[v4,1/3] x86/vmemmap: Drop handling of 4K unaligned vmemmap range
diff mbox series

Message ID 20210301083230.30924-2-osalvador@suse.de
State In Next
Commit 487c1fe223c1b47af8e290444405ddeaae1d3c97
Headers show
Series
  • Cleanup and fixups for vmemmap handling
Related show

Commit Message

Oscar Salvador March 1, 2021, 8:32 a.m. UTC
remove_pte_table() is prepared to handle the case where either the
start or the end of the range is not PAGE aligned.
This cannot actually happen:

__populate_section_memmap enforces the range to be PMD aligned,
so as long as the size of the struct page remains multiple of 8,
the vmemmap range will be aligned to PAGE_SIZE.

Drop the dead code and place a VM_BUG_ON in vmemmap_{populate,free}
to catch nasty cases.

Signed-off-by: Oscar Salvador <osalvador@suse.de>
Suggested-by: David Hildenbrand <david@redhat.com>
Reviewed-by: David Hildenbrand <david@redhat.com>
---
 arch/x86/mm/init_64.c | 48 +++++++++++++-----------------------------------
 1 file changed, 13 insertions(+), 35 deletions(-)

Comments

Dave Hansen March 4, 2021, 3:50 p.m. UTC | #1
On 3/1/21 12:32 AM, Oscar Salvador wrote:
> remove_pte_table() is prepared to handle the case where either the
> start or the end of the range is not PAGE aligned.
> This cannot actually happen:
> 
> __populate_section_memmap enforces the range to be PMD aligned,
> so as long as the size of the struct page remains multiple of 8,
> the vmemmap range will be aligned to PAGE_SIZE.
> 
> Drop the dead code and place a VM_BUG_ON in vmemmap_{populate,free}
> to catch nasty cases.

I was wondering why the VM_BUG_ON()s went in vmemmap_free() instead of
closer to the code that you modified in remove_pte_table().  I assume
this was because vmemmap_free() is the only (indirect) caller of
remove_pte_table().

Otherwise, this looks fine to me:

Acked-by: Dave Hansen <dave.hansen@linux.intel.com>
Oscar Salvador March 8, 2021, 6:20 p.m.

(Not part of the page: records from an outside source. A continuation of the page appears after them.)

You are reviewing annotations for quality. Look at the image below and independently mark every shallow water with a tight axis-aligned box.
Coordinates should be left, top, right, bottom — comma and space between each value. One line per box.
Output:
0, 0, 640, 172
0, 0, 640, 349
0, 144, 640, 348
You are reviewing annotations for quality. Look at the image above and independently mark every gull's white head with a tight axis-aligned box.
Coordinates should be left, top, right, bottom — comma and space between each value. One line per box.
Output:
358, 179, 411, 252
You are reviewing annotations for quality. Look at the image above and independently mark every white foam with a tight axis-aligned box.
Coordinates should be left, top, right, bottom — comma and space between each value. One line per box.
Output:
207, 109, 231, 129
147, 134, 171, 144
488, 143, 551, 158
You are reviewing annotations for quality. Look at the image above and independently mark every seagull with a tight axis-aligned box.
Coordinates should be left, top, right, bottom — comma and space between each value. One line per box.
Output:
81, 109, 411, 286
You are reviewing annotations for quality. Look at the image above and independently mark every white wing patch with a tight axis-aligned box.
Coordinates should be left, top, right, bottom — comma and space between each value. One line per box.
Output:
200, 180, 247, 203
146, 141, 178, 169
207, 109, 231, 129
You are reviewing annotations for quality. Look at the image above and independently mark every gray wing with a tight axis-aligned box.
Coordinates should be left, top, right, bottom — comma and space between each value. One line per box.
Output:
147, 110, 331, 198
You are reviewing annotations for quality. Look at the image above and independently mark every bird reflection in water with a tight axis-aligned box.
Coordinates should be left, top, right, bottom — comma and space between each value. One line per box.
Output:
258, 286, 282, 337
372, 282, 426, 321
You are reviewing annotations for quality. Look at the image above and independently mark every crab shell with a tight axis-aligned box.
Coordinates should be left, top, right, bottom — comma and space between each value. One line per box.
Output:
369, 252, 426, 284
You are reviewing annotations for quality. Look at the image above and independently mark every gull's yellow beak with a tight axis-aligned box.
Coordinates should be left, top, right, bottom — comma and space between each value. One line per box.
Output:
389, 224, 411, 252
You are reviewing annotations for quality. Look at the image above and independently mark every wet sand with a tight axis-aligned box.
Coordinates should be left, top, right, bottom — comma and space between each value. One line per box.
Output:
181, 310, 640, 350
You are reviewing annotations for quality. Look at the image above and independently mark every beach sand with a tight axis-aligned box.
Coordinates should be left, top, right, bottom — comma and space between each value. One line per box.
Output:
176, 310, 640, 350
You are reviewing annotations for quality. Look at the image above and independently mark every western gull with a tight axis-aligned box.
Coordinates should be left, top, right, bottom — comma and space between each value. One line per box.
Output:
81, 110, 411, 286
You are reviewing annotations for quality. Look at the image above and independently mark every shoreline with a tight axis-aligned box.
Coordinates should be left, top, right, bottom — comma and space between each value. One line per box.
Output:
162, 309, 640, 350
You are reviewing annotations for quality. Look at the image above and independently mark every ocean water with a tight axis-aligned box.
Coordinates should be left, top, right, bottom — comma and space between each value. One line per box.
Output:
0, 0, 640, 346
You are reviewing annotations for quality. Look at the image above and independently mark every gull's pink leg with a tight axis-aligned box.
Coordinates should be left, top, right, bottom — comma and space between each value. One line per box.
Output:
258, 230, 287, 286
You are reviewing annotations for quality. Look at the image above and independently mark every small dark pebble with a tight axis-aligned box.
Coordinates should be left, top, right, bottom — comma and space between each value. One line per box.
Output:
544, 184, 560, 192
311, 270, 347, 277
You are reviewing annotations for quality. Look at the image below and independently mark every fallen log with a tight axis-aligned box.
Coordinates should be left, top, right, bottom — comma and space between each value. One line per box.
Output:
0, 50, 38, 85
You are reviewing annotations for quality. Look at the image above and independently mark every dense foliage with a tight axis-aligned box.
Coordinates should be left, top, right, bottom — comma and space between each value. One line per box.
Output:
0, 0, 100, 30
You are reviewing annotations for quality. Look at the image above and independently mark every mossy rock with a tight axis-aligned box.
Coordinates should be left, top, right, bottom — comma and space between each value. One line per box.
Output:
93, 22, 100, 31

UTC | #2
On Thu, Mar 04, 2021 at 07:50:10AM -0800, Dave Hansen wrote:
> On 3/1/21 12:32 AM, Oscar Salvador wrote:
> > remove_pte_table() is prepared to handle the case where either the
> > start or the end of the range is not PAGE aligned.
> > This cannot actually happen:
> > 
> > __populate_section_memmap enforces the range to be PMD aligned,
> > so as long as the size of the struct page remains multiple of 8,
> > the vmemmap range will be aligned to PAGE_SIZE.
> > 
> > Drop the dead code and place a VM_BUG_ON in vmemmap_{populate,free}
> > to catch nasty cases.
> 
> I was wondering why the VM_BUG_ON()s went in vmemmap_free() instead of
> closer to the code that you modified in remove_pte_table().  I assume
> this was because vmemmap_free() is the only (indirect) caller of
> remove_pte_table().

Yes, that was pretty much the reason.
It seemed reasonable to me to fence it off at the "gate", and not further
deep.

Does it make sense to you? May I keep your Ack?

Thanks Dave!

> 
> Otherwise, this looks fine to me:
> 
> Acked-by: Dave Hansen <dave.hansen@linux.intel.com>
>
Dave Hansen March 8, 2021, 6:26 p.m. UTC | #3
On 3/8/21 10:20 AM, Oscar Salvador wrote:
> On Thu, Mar 04, 2021 at 07:50:10AM -0800, Dave Hansen wrote:
>> On 3/1/21 12:32 AM, Oscar Salvador wrote:
>>> remove_pte_table() is prepared to handle the case where either the
>>> start or the end of the range is not PAGE aligned.
>>> This cannot actually happen:
>>>
>>> __populate_section_memmap enforces the range to be PMD aligned,
>>> so as long as the size of the struct page remains multiple of 8,
>>> the vmemmap range will be aligned to PAGE_SIZE.
>>>
>>> Drop the dead code and place a VM_BUG_ON in vmemmap_{populate,free}
>>> to catch nasty cases.
>> I was wondering why the VM_BUG_ON()s went in vmemmap_free() instead of
>> closer to the code that you modified in remove_pte_table().  I assume
>> this was because vmemmap_free() is the only (indirect) caller of
>> remove_pte_table().
> Yes, that was pretty much the reason.
> It seemed reasonable to me to fence it off at the "gate", and not further
> deep.
> 
> Does it make sense to you? May I keep your Ack?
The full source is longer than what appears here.